The Anti-Ahmadinejad: Coming to America

When the U.N. General Assembly gathers in New York next week, Iran will present a new face to the world. Whereas former Iranian president and notorious ideological firebrand Mahmoud Ahmadinejad was famous for using the General Assembly lectern to throw rhetorical firebombs, new Iranian President Hassan Rouhani promises a more measured and pragmatic approach. Ahmadinejad denied the Holocaust, and Rouhani criticized him for it during the campaign. Ahmadinejad said Israel should be wiped off the map of the Middle East, while Rouhani recently tweeted Rosh Hashanah greeting wishing the Jewish people Happy New Year. Ahmadinejad surrounded himself with former Republican Guard cronies, and Rouhani has handpicked moderates and centrists for key posts, to include foreign minister, oil minister, and chief of the national security commission.  

“Both domestically and internationally, Rouhani has postured himself as the anti-Ahmadinejad, and he has been very critical of his predecessor,” said Suzanne Maloney, a former senior State Department official, and currently senior fellow at the Brookings Institution’s Saban Center for Middle East Policy. The title of her recent essay reflects a belief that Rouhani may represent a historic opportunity:  “Iran Surprises Itself and the World: A New President May Take His Country in a New Direction.”

Certainly the Obama administration has taken note of the very different signals broadcast from Tehran. After an exchange of letters, Obama and Rouhani may even meet at next week’s General Assembly. That would be the first face-to-face meeting between a U.S. and an Iranian president since the 1979 revolution that created the Islamic Republic.

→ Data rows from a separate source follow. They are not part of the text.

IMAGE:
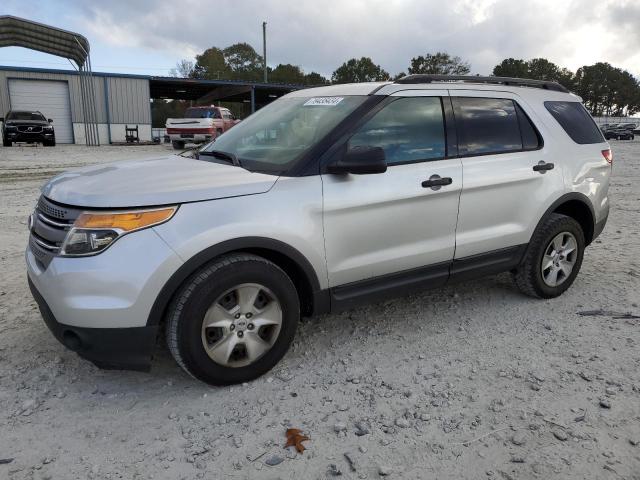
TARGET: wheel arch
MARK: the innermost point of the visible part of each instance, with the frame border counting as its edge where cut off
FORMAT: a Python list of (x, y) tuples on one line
[(577, 206), (313, 300)]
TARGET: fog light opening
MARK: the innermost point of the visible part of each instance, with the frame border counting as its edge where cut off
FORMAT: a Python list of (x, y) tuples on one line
[(71, 340)]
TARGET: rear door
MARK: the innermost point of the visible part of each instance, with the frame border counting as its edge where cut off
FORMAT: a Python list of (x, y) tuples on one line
[(509, 173), (381, 224)]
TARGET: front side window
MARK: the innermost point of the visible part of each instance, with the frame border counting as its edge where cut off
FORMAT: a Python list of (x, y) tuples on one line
[(276, 136), (25, 116), (576, 121), (487, 125), (408, 130)]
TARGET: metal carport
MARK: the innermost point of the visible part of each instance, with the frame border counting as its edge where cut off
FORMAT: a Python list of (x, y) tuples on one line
[(19, 32), (207, 91)]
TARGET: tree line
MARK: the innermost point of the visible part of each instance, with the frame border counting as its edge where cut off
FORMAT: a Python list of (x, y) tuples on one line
[(605, 89)]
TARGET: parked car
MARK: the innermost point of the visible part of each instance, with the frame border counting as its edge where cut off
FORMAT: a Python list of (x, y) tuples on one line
[(320, 201), (619, 133), (27, 126), (199, 125)]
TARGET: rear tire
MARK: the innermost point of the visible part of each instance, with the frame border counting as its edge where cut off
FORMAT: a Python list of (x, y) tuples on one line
[(550, 247), (209, 330)]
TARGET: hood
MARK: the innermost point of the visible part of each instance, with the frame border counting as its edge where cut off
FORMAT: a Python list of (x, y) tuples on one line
[(9, 123), (156, 181)]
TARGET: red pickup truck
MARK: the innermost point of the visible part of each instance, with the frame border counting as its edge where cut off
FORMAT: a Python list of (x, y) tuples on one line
[(199, 125)]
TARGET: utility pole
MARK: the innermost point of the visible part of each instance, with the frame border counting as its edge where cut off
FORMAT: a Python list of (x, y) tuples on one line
[(264, 49)]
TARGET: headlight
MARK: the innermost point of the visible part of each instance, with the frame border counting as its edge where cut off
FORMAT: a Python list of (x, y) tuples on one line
[(93, 232)]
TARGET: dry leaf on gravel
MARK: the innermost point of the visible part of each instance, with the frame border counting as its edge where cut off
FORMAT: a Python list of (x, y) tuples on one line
[(295, 439)]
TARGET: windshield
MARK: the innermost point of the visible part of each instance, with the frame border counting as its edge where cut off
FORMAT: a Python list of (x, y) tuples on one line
[(274, 137), (202, 113), (25, 116)]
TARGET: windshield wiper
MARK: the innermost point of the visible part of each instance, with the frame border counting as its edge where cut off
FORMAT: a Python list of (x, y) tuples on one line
[(230, 157)]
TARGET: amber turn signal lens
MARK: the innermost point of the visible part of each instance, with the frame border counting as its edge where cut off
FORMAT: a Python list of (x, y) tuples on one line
[(125, 221)]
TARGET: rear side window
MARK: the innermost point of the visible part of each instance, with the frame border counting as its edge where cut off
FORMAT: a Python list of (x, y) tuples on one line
[(576, 121), (408, 130), (493, 125)]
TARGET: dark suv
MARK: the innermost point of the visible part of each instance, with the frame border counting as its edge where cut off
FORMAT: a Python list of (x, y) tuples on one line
[(27, 126)]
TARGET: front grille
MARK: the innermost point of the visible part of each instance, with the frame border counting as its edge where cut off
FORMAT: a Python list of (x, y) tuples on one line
[(48, 208), (23, 129), (51, 222)]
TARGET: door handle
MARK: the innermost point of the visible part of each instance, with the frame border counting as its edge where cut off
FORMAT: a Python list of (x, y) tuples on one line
[(542, 167), (436, 181)]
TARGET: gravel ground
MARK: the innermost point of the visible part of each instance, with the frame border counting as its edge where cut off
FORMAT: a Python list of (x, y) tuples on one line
[(470, 381)]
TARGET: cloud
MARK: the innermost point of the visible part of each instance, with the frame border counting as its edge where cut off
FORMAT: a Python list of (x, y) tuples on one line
[(321, 35)]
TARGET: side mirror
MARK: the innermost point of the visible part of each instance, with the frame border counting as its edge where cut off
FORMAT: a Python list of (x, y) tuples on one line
[(360, 161)]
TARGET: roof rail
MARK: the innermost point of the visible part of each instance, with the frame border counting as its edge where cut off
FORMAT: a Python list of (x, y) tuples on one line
[(515, 82)]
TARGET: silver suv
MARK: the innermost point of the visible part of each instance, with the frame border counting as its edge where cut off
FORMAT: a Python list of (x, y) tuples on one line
[(326, 198)]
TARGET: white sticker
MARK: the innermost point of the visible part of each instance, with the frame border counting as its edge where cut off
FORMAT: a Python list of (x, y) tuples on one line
[(326, 101)]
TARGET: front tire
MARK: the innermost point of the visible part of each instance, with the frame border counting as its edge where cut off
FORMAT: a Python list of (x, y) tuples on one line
[(233, 320), (553, 258)]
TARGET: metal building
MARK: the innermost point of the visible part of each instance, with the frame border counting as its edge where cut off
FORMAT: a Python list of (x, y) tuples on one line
[(120, 100)]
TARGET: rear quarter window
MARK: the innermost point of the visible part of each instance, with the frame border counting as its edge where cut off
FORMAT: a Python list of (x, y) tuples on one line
[(576, 121)]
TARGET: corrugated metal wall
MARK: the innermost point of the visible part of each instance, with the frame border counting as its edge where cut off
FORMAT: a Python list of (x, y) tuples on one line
[(128, 98)]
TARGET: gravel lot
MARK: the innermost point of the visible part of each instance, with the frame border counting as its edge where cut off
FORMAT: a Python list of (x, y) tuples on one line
[(470, 381)]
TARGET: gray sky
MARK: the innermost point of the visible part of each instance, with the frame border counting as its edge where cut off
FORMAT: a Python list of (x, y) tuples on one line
[(149, 36)]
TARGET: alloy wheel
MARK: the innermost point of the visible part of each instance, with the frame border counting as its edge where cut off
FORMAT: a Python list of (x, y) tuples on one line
[(241, 325), (559, 259)]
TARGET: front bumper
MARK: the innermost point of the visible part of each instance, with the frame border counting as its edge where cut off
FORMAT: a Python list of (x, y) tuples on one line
[(108, 348), (191, 138), (98, 306), (29, 137)]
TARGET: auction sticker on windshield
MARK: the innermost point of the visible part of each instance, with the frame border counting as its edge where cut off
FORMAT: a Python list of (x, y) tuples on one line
[(325, 101)]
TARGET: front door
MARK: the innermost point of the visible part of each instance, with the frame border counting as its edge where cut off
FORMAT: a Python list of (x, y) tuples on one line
[(400, 220)]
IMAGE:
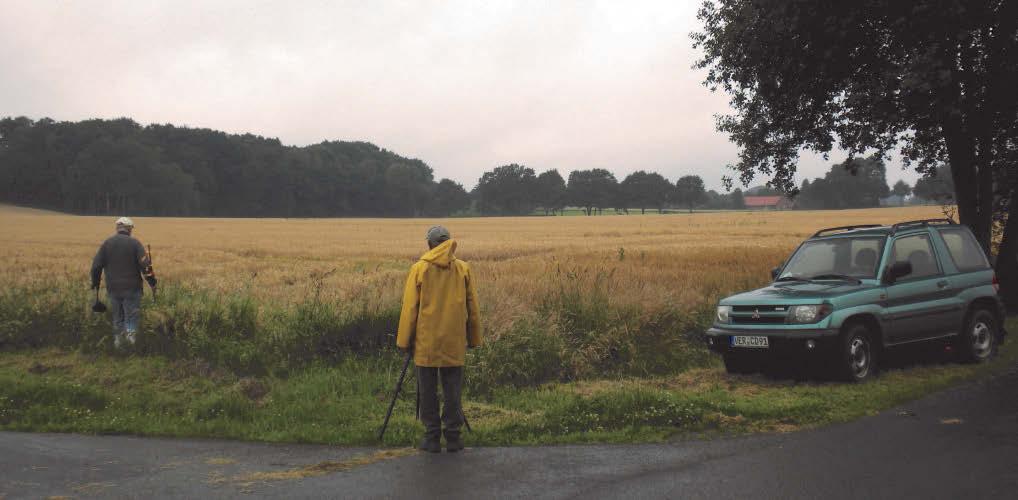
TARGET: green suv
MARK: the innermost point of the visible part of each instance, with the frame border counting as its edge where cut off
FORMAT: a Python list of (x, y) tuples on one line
[(849, 293)]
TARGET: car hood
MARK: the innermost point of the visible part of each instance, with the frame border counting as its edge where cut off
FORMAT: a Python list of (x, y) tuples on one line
[(796, 292)]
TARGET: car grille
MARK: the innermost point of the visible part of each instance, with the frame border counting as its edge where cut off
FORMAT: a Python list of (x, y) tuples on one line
[(759, 315)]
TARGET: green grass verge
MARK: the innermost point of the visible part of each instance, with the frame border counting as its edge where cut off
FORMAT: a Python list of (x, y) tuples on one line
[(53, 390)]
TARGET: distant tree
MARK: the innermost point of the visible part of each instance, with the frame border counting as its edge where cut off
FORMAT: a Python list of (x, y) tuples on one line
[(551, 193), (591, 189), (901, 189), (449, 198), (937, 186), (645, 189), (738, 201), (931, 78), (764, 190), (852, 184), (689, 191), (508, 189)]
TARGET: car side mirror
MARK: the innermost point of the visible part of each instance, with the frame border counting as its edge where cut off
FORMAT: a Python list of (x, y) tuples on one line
[(897, 270)]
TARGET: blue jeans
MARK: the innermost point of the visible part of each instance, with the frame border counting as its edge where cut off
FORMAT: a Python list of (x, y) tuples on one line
[(126, 310)]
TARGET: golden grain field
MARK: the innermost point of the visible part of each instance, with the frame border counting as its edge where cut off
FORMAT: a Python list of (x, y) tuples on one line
[(653, 260)]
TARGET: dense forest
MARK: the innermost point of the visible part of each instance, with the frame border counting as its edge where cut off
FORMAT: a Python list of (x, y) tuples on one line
[(119, 166)]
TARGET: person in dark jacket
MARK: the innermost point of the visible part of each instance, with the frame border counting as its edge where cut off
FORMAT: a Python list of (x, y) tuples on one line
[(124, 261)]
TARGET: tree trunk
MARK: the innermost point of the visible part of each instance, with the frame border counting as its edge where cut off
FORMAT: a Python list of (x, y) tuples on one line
[(1007, 258)]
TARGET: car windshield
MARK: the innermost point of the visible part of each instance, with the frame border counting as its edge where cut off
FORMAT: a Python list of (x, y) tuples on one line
[(839, 258)]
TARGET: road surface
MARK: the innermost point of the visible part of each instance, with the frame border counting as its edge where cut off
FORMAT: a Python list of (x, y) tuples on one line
[(962, 443)]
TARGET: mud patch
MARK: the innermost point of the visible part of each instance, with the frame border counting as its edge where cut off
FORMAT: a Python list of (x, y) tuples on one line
[(321, 468)]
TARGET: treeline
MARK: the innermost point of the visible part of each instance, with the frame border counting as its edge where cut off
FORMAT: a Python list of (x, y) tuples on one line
[(120, 167), (515, 189)]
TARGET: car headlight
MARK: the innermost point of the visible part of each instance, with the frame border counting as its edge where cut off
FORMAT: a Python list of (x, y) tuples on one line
[(808, 314), (724, 314)]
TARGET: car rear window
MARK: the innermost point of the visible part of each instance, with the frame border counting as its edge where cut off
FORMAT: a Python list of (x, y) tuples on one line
[(965, 252)]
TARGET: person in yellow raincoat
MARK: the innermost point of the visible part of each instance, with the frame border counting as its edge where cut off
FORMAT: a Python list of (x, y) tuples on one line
[(439, 321)]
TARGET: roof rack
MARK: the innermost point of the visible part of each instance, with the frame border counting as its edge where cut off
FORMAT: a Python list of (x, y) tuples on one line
[(844, 228), (921, 222)]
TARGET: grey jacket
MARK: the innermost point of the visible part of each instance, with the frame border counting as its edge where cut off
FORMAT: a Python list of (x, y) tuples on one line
[(123, 258)]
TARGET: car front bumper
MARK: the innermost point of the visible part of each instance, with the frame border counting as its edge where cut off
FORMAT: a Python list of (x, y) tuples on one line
[(720, 339)]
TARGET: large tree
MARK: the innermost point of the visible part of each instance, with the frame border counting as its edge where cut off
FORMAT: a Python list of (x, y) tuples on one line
[(508, 189), (642, 189), (589, 189), (551, 193), (935, 78)]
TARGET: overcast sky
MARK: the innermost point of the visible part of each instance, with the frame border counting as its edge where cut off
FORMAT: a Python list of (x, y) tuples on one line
[(463, 86)]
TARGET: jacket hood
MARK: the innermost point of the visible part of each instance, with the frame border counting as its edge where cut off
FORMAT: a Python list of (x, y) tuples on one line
[(443, 255)]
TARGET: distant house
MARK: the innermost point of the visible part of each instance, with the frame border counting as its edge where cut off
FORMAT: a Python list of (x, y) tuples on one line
[(893, 201), (769, 203)]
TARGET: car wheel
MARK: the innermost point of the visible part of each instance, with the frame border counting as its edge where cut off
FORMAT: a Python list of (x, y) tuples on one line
[(856, 360), (738, 363), (977, 343)]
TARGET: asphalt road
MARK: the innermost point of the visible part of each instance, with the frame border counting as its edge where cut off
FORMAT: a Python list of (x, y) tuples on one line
[(962, 443)]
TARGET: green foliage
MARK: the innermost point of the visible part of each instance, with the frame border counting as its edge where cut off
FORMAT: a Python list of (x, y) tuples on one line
[(937, 186), (118, 166), (344, 402), (689, 191), (591, 189), (853, 184), (509, 189), (932, 79), (643, 189), (551, 195), (525, 355)]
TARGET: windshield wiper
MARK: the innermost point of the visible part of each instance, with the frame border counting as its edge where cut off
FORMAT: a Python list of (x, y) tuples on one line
[(837, 276)]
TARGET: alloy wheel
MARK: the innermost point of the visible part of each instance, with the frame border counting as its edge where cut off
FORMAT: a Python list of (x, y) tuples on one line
[(982, 341), (858, 356)]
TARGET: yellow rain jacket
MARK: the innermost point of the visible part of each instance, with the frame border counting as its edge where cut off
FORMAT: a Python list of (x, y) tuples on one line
[(440, 310)]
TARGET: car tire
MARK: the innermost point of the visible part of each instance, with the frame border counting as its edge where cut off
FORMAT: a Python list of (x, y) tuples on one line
[(977, 342), (855, 359), (740, 364)]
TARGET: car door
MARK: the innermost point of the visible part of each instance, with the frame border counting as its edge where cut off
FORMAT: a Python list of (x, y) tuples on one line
[(916, 304)]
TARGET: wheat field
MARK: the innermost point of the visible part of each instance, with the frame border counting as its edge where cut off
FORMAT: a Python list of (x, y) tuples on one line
[(684, 261)]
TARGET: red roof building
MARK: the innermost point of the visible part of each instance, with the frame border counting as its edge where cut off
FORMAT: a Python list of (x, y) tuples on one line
[(768, 203)]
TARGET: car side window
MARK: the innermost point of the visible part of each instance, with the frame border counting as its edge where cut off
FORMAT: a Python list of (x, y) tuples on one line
[(966, 254), (917, 251)]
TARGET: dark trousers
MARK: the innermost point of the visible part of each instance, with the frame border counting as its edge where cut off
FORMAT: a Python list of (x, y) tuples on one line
[(452, 411)]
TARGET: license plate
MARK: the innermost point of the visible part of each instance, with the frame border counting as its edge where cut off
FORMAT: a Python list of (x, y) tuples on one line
[(749, 341)]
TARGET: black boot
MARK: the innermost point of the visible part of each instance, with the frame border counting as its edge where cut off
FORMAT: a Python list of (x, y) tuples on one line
[(453, 442), (431, 445)]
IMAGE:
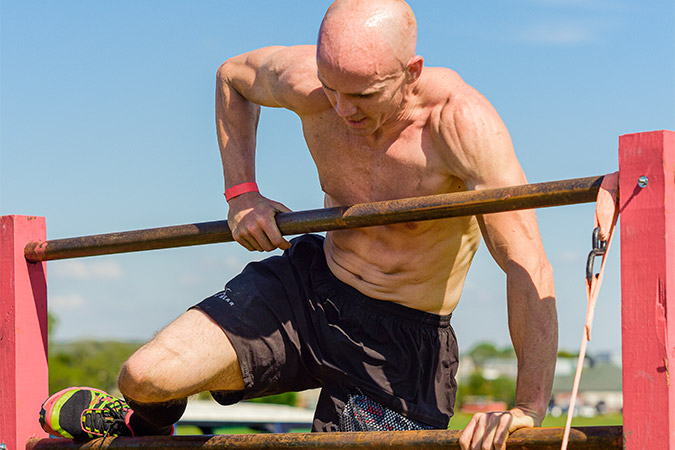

Maloney was in the State Department in 2005 when Ahmadinejad first applied for a U.S. visa to attend the U.N. General Assembly, and there was a lot of controversy over granting it because of his outrageous statements. “And each year during his visit, Ahmadinejad managed to find a way to offend a new constituency and debase Iran’s reputation further. But in some ways, he proved a useful tool for U.S. policy,” she said in an interview.  “In contrast, Rouhani is very clear about his determination to alter Iran’s poor image in the world.

The fact that Iran’s Supreme Leader Ali Khamenei allowed Rouhani to run a bold campaign in which he not only criticized the handling of Iran’s nuclear program, but adopted many of the slogans and positions of the opposition Green Movement that poured into Iranian streets in 2009 in response to a stolen election, suggests that the clerical regime is feeling extremely vulnerable. The clerics look at the instability throughout the Middle East in the wake of the Arab Spring, much of it prompted by young people demanding greater freedoms, and they see that tide of democracy and disorder threatening to overwhelm an autocratic regime like the Islamic Republic.  By the time it became clear that Rouhani was going to adopt many of the slogans and positions of the Green Movement, the regime recognized it could not manipulate the election results again and risk another spasm of street protests.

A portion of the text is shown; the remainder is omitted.